# Merge CSV Files

This Jupyter Notebook is designed to add more annotations to  CSV base files.

The new annotations contain data related to the date and time of bird songs recordings. The goal is to create new CSV files that store this information in a structured format.

## Process Overview

1. The notebook will recursively search for CSV annotation files within a specified data directory.

2. For each CSV file found, it will extract relevant information, including the audio file name, start time, end time, and bird species.

3. The extracted data will be organized into a structured DataFrame.

4. New interesing data will be created and added to each audio file as date and time of the recording.

5. The data will be saved as a CSV file with a name matching the original TXT file in the "Data/Annotations" directory.

In [1]:
import os
import pandas as pd

In [2]:
ROOT_PATH = "../"

# Load the CSV file
input_folder = ROOT_PATH + "Data/Annotations/"

# Path to the folder where you want to save the CSV files
output_file = ROOT_PATH + "Data/Annotations/" + "audio_annotations.csv"

In [4]:
# Get a list of CSV files in the input folder
csv_files = [file for file in os.listdir(input_folder) if file.endswith(".csv")]

# Initialize an empty list to store DataFrames
dataframes = []

# Iterate through each CSV file, read its data, and append it to the list
for csv_file in csv_files:
    file_path = os.path.join(input_folder, csv_file)
    data = pd.read_csv(file_path)
    dataframes.append(data)

# Concatenate the DataFrames into a single DataFrame
combined_df = pd.concat(dataframes, ignore_index=True)

# Save the combined DataFrame to a single CSV file
combined_df.to_csv(output_file, index=False)
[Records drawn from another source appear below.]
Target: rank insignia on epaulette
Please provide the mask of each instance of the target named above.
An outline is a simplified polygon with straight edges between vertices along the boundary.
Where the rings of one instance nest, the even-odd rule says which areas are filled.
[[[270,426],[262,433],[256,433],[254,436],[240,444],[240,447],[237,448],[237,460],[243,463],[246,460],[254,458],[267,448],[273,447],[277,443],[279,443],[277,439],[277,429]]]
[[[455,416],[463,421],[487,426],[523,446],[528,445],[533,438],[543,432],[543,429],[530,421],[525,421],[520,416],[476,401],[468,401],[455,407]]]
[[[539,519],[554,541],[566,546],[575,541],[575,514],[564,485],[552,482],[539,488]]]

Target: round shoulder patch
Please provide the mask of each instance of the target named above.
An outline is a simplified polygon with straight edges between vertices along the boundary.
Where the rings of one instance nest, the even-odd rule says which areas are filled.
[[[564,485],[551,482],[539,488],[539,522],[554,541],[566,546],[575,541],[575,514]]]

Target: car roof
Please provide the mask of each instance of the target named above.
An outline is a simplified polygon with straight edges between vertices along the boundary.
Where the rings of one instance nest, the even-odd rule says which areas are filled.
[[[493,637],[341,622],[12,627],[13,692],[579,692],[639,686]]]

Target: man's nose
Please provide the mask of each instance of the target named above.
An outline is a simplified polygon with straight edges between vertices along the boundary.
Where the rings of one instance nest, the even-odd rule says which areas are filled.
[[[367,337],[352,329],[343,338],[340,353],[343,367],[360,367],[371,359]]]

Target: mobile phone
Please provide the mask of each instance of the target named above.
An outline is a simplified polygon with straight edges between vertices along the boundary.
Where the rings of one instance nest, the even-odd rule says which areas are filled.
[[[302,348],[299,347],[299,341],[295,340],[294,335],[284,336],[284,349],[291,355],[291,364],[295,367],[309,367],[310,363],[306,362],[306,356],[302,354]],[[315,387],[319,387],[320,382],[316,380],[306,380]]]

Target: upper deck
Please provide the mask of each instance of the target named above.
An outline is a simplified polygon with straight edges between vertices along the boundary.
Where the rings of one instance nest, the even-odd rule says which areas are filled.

# Ensure the row count in the output CSV matches the sum of row counts in input CSVs
row_count_input = sum([pd.read_csv(os.path.join(input_folder, file)).shape[0] for file in csv_files])
row_count_output = combined_df.shape[0]

# Perform a safety check
assert row_count_output == row_count_input, "Row count mismatch between input and output CSVs."

# Remove the input CSV files
for csv_file in csv_files:
    file_path = os.path.join(input_folder, csv_file)
    os.remove(file_path)